Rafaela em Queda (Editora Patuá, 2019) é o primeiro romance do escritor paulista Cyro Leão. A narrativa enaltece a palavra como alívio para a tragédia. Descrita pelo autor como um “thriller existencialista, no qual a literatura é uma boia em meio ao naufrágio”, a trama é centrada em três personagens: Rafaela, Teles e Rôme. A protagonista, que empresta o nome ao título, sofre com os questionamentos sobre o sentido da vida e se apega à literatura. Narrado de forma não linear, a obra é dividida em três atos. O primeiro introduz e desenvolve os personagens. O segundo – O livro de Rafaela – baseia-se nos escritos da personagem-título. O terceiro é um apêndice que amarra alguns contos, mas deixa a conclusão em aberto. Cyro Leão trabalha na área de comunicação de eventos. Depois de lançar seu primeiro livro, a coletânea de poemas “Confusão”, passou oito anos trabalhando na elaboração de Rafaela em queda. Este ano, a revista Literária Francesa L’Ampoule selecionou uma parte do livro (entre mais de 200 escritores) para sua nova Edição Semestral (Nº 12). Será a primeira vez que um autor não francófono sairá na capa da publicação. Em março, a obra será lançada em Portugal, onde Cyro Leão reside, atualmente.

Sente-se Comigo

Sente-se Comigo (7 Letras), de Luciana Chardelli, narra a história do protagonista Teo, que redimensiona o futuro ao longo das 120 páginas do romance. Isolado em casa, contando as horas durante a pandemia, passo a passo, o narrador faz uma espécie de “ajuste de contas” consigo mesmo, com as lembranças e aprendizagens da vida. As receitas que aprende na cozinha neste período também são compartilhadas com o leitor, ampliando os sabores da narrativa.
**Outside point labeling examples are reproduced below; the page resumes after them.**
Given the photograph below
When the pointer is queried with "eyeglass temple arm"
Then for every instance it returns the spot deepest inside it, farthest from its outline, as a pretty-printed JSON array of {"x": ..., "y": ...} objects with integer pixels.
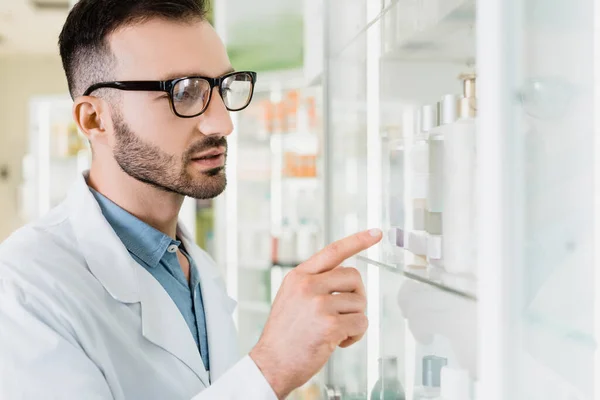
[{"x": 150, "y": 86}]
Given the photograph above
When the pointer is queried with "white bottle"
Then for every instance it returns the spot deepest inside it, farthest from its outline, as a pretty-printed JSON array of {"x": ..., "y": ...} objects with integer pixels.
[
  {"x": 417, "y": 236},
  {"x": 435, "y": 193},
  {"x": 455, "y": 384},
  {"x": 431, "y": 378},
  {"x": 459, "y": 185}
]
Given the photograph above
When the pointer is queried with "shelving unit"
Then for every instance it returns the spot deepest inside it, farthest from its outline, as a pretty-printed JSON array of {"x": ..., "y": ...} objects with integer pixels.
[
  {"x": 273, "y": 165},
  {"x": 519, "y": 312}
]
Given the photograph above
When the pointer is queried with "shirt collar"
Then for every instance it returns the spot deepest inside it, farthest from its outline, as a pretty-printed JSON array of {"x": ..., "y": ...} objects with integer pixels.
[{"x": 142, "y": 240}]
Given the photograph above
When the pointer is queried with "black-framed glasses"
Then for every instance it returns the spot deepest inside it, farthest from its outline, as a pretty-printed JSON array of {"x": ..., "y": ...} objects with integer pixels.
[{"x": 190, "y": 96}]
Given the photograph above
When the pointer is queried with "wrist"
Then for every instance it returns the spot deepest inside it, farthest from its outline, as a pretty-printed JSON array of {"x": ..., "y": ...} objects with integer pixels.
[{"x": 272, "y": 372}]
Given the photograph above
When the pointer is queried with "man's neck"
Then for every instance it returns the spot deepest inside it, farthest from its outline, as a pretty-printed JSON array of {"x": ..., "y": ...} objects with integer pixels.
[{"x": 157, "y": 208}]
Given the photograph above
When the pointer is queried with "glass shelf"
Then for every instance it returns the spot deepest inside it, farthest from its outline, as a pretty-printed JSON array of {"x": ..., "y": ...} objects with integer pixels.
[
  {"x": 442, "y": 31},
  {"x": 460, "y": 285}
]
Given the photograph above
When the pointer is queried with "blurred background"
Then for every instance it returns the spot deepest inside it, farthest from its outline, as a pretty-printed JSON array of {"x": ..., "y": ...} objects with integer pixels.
[{"x": 467, "y": 130}]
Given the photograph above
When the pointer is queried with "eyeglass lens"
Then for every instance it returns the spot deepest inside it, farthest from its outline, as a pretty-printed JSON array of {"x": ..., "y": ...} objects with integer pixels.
[{"x": 191, "y": 96}]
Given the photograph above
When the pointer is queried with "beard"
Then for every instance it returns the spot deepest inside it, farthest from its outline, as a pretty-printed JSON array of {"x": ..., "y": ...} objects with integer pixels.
[{"x": 147, "y": 163}]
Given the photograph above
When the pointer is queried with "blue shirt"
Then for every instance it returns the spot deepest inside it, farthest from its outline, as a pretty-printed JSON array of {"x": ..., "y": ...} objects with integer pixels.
[{"x": 157, "y": 253}]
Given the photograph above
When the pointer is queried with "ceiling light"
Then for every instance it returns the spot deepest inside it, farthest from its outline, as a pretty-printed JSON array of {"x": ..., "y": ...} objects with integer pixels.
[{"x": 58, "y": 5}]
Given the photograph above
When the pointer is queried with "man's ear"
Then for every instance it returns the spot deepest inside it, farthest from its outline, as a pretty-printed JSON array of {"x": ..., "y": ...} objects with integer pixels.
[{"x": 92, "y": 116}]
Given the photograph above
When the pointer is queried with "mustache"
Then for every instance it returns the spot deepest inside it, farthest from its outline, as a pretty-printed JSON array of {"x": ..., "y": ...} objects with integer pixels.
[{"x": 209, "y": 143}]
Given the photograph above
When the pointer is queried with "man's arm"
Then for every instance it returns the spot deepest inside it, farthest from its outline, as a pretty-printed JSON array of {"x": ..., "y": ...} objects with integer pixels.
[{"x": 40, "y": 360}]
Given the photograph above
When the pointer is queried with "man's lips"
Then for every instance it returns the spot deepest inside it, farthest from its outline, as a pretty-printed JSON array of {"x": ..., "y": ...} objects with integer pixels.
[{"x": 220, "y": 151}]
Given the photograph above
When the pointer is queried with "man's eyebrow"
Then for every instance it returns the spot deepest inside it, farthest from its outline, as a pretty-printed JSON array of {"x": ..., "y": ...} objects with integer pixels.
[{"x": 172, "y": 76}]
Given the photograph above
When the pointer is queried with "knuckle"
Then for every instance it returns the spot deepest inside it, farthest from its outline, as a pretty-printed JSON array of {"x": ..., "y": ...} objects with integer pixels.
[
  {"x": 330, "y": 327},
  {"x": 321, "y": 304},
  {"x": 304, "y": 285},
  {"x": 333, "y": 249},
  {"x": 363, "y": 323}
]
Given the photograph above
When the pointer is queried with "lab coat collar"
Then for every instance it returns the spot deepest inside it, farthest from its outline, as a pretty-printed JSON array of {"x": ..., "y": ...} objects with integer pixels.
[
  {"x": 218, "y": 307},
  {"x": 128, "y": 282},
  {"x": 105, "y": 254}
]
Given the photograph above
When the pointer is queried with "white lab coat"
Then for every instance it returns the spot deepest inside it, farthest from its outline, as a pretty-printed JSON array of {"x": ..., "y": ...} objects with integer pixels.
[{"x": 80, "y": 319}]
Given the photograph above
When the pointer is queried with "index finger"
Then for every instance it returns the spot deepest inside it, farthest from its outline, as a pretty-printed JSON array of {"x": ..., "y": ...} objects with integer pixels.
[{"x": 335, "y": 254}]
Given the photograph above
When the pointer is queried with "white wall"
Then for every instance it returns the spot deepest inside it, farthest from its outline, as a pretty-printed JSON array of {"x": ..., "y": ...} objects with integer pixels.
[{"x": 21, "y": 77}]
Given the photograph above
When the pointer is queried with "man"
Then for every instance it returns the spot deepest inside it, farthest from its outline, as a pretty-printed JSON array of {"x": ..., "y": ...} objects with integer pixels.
[{"x": 106, "y": 297}]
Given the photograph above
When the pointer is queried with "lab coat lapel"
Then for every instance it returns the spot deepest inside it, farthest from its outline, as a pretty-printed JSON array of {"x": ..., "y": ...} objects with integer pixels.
[
  {"x": 128, "y": 282},
  {"x": 163, "y": 325},
  {"x": 218, "y": 309}
]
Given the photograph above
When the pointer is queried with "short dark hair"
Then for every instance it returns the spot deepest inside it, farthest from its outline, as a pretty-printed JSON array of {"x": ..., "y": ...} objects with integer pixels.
[{"x": 84, "y": 51}]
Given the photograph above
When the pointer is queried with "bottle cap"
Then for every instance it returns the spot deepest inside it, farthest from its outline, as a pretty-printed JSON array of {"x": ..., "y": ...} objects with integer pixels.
[
  {"x": 417, "y": 125},
  {"x": 432, "y": 366},
  {"x": 427, "y": 118},
  {"x": 467, "y": 105},
  {"x": 449, "y": 109},
  {"x": 469, "y": 85},
  {"x": 456, "y": 384}
]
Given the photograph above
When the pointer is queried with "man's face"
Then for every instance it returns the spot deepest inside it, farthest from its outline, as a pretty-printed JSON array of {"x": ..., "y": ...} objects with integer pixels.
[{"x": 152, "y": 144}]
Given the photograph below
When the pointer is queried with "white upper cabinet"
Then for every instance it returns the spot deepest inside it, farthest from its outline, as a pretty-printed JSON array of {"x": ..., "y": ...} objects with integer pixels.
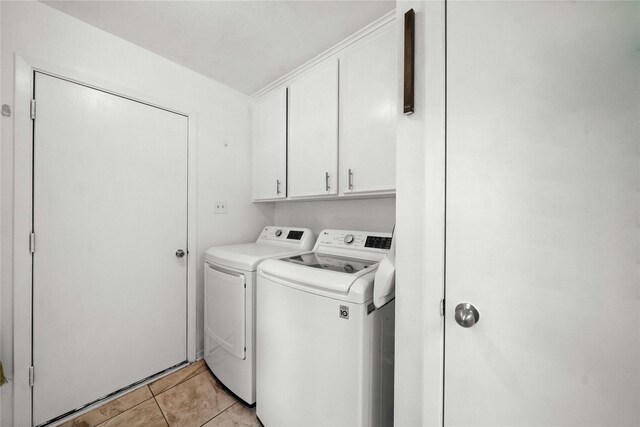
[
  {"x": 270, "y": 145},
  {"x": 333, "y": 134},
  {"x": 313, "y": 132},
  {"x": 368, "y": 117}
]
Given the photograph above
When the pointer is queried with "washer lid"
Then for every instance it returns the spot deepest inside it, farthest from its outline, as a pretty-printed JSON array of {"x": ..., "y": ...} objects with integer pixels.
[
  {"x": 319, "y": 277},
  {"x": 246, "y": 256},
  {"x": 330, "y": 262}
]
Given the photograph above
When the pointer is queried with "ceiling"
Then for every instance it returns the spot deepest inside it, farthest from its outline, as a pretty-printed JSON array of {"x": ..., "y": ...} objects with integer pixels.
[{"x": 243, "y": 44}]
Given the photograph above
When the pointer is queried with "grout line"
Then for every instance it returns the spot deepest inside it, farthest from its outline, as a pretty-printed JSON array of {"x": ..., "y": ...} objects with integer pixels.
[
  {"x": 180, "y": 382},
  {"x": 127, "y": 410},
  {"x": 220, "y": 413},
  {"x": 160, "y": 407}
]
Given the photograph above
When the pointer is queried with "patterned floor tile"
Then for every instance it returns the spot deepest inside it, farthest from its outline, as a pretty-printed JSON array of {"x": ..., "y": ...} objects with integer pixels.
[{"x": 195, "y": 401}]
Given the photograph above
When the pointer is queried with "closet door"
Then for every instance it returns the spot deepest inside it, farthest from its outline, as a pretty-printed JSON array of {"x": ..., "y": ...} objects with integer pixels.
[
  {"x": 110, "y": 214},
  {"x": 542, "y": 214},
  {"x": 313, "y": 132}
]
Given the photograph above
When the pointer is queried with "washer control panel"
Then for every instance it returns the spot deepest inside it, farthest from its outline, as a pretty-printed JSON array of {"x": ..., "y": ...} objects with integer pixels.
[{"x": 349, "y": 239}]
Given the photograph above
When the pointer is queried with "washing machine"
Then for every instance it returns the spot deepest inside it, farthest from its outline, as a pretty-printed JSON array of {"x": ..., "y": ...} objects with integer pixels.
[
  {"x": 324, "y": 350},
  {"x": 229, "y": 307}
]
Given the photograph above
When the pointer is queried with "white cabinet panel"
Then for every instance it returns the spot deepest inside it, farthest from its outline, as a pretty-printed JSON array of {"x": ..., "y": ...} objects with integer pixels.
[
  {"x": 369, "y": 102},
  {"x": 313, "y": 132},
  {"x": 270, "y": 145}
]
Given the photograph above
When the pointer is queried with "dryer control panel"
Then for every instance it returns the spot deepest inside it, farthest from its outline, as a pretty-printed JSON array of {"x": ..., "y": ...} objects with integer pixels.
[{"x": 292, "y": 236}]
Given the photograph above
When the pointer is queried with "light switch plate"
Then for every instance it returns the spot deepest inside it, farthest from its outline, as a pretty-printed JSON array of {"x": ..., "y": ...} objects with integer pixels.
[{"x": 221, "y": 206}]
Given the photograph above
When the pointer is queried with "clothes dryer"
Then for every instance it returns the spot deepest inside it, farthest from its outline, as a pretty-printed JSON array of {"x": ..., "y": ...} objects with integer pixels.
[{"x": 229, "y": 312}]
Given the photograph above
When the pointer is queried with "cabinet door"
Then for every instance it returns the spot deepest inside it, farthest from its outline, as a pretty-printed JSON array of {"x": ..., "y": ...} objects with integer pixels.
[
  {"x": 369, "y": 103},
  {"x": 313, "y": 132},
  {"x": 270, "y": 145}
]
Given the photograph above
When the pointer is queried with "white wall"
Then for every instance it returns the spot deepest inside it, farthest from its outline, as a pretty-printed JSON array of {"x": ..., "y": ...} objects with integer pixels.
[
  {"x": 364, "y": 214},
  {"x": 36, "y": 31}
]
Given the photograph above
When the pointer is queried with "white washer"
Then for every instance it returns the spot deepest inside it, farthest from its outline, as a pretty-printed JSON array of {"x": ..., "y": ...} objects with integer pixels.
[
  {"x": 229, "y": 311},
  {"x": 324, "y": 352}
]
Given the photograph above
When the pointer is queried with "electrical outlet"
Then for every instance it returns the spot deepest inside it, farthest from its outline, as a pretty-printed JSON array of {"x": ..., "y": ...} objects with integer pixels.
[{"x": 221, "y": 206}]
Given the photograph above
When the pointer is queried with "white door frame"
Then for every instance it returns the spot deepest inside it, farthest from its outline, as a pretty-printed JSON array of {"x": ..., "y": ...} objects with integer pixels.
[
  {"x": 420, "y": 222},
  {"x": 22, "y": 210}
]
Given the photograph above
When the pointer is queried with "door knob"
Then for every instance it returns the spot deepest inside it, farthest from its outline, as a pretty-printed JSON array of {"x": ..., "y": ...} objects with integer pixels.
[{"x": 466, "y": 315}]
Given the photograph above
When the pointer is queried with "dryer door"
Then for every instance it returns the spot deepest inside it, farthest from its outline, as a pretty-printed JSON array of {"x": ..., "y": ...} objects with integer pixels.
[{"x": 225, "y": 308}]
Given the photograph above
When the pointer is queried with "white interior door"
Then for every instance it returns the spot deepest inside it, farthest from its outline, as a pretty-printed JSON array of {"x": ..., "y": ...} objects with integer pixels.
[
  {"x": 542, "y": 213},
  {"x": 110, "y": 211}
]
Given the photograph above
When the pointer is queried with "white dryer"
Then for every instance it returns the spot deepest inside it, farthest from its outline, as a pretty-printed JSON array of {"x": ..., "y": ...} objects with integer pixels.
[
  {"x": 324, "y": 351},
  {"x": 229, "y": 308}
]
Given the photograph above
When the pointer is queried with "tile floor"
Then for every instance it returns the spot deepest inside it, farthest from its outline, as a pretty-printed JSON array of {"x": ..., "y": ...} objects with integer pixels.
[{"x": 190, "y": 397}]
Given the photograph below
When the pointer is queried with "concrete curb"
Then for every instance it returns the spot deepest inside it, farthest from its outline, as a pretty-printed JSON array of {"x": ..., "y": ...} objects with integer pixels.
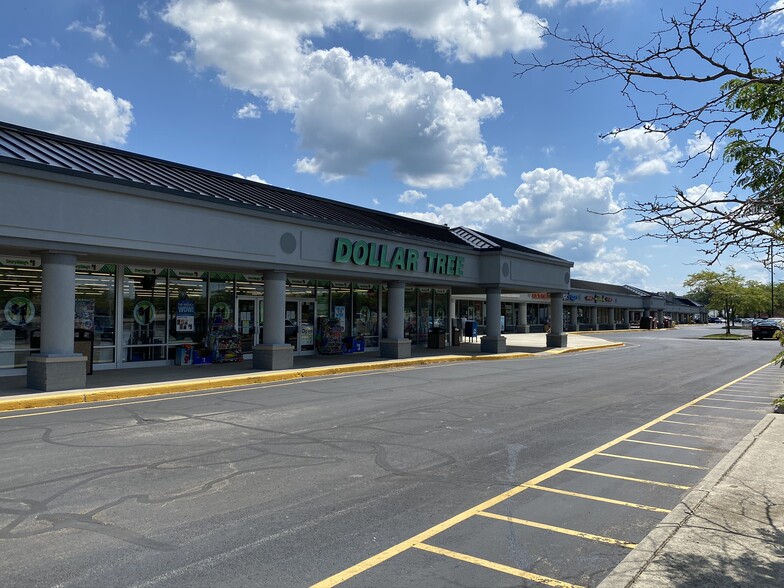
[
  {"x": 23, "y": 402},
  {"x": 634, "y": 564}
]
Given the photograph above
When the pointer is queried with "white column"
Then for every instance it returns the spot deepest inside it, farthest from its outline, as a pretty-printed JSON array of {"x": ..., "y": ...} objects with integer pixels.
[
  {"x": 396, "y": 346},
  {"x": 522, "y": 312},
  {"x": 58, "y": 303},
  {"x": 397, "y": 294},
  {"x": 274, "y": 353},
  {"x": 556, "y": 337},
  {"x": 274, "y": 308},
  {"x": 493, "y": 320},
  {"x": 57, "y": 367}
]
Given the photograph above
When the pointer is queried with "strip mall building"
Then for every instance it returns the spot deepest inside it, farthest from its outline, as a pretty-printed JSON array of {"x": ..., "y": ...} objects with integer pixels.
[{"x": 146, "y": 258}]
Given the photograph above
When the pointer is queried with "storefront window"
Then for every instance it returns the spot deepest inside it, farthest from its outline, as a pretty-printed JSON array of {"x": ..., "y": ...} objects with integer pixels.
[
  {"x": 426, "y": 319},
  {"x": 221, "y": 297},
  {"x": 341, "y": 306},
  {"x": 187, "y": 309},
  {"x": 20, "y": 304},
  {"x": 95, "y": 308},
  {"x": 441, "y": 309},
  {"x": 366, "y": 314},
  {"x": 144, "y": 314},
  {"x": 410, "y": 315}
]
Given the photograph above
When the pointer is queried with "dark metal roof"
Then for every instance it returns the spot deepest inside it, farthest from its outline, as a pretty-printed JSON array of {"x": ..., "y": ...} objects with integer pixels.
[
  {"x": 487, "y": 242},
  {"x": 61, "y": 154},
  {"x": 602, "y": 287}
]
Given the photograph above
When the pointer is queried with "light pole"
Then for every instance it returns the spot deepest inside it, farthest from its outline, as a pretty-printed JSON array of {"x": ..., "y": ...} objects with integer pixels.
[{"x": 771, "y": 278}]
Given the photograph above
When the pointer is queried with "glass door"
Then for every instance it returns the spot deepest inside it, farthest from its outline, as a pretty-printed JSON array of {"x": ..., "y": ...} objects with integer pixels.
[
  {"x": 300, "y": 325},
  {"x": 307, "y": 326},
  {"x": 249, "y": 318}
]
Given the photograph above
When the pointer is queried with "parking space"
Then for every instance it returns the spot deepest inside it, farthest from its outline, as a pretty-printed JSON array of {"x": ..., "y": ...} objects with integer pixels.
[{"x": 573, "y": 524}]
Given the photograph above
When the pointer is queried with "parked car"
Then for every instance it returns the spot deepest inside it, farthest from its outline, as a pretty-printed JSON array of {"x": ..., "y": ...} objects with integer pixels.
[{"x": 766, "y": 329}]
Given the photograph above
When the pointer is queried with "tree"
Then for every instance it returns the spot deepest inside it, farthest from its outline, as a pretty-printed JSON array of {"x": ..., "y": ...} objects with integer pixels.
[
  {"x": 723, "y": 290},
  {"x": 732, "y": 55}
]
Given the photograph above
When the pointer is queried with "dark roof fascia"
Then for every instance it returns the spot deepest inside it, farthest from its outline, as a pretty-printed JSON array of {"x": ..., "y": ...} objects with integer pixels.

Diante da solidão do protagonista, seu casamento, o trabalho e o lar são postos à prova, não deixando esquecer que é o presente que entrelaça os tempos verbais da vida. Com talento e simplicidade, a autora, finalista do Prêmio Oceanos 2020 com o livro de contos Espiral, constrói uma narrativa em que a arte imita a vida, resgatando memórias afetuosas que irão emocionar qualquer leitor que tenha vivido as angústias e incertezas da pandemia que assolou o mundo em 2020. Luciana Chardelli Nunes nasceu em 1968 no Rio de Janeiro. Cursou jornalismo e, posteriormente, formou-se em Direito. É advogada, pós-graduada em direito penal e direito processual penal pela Universidade Cândido Mendes. É autora do romance Penso, Logo Insisto: Um desencontro (Multifoco, 2010) e de Espiral (7Letras, 2020).

O Outro Lado do Poder

Em O Outro Lado do Poder (Máquina de Livros, 2022), o jornalista Silvio Barsetti aborda a história da política brasileira sob a ótica das prostitutas. A obra revela casos reais do funcionamento da indústria do sexo no universo político – de Getúlio Vargas, JK, Itamar Franco e Jânio Quadros até figuras mais atuais, como os escândalos envolvendo nomes como Antonio Palocci e os Anões do Orçamento. O autor se debruçou sobre a história recente do Brasil e apresenta o universo do poder pela ótica da prostituição que gravita em torno dele, e vice-versa. Barsetti revisita bordéis e cabarés frequentados por presidentes, jogando luz sobre as festas animadas por parlamentares e lobistas à beira do Paranoá, e traz à tona eventos em hotéis arrendados para celebrar contratos milionários com o poder público. São todos episódios reais, que reforçam o caráter afrodisíaco do poder. Ambientado boa parte em Brasília, O Outro Lado do Poder desvenda o funcionamento da indústria do sexo no universo político. Há fatos protagonizados por notórios conquistadores do primeiríssimo escalão e outros nomes influentes. Autor de A Farra dos Guardanapos – O último baile da era Cabral, um dos livros mais elogiados do país em 2018, Barsetti passou mais de dois anos entre pesquisas e entrevistas.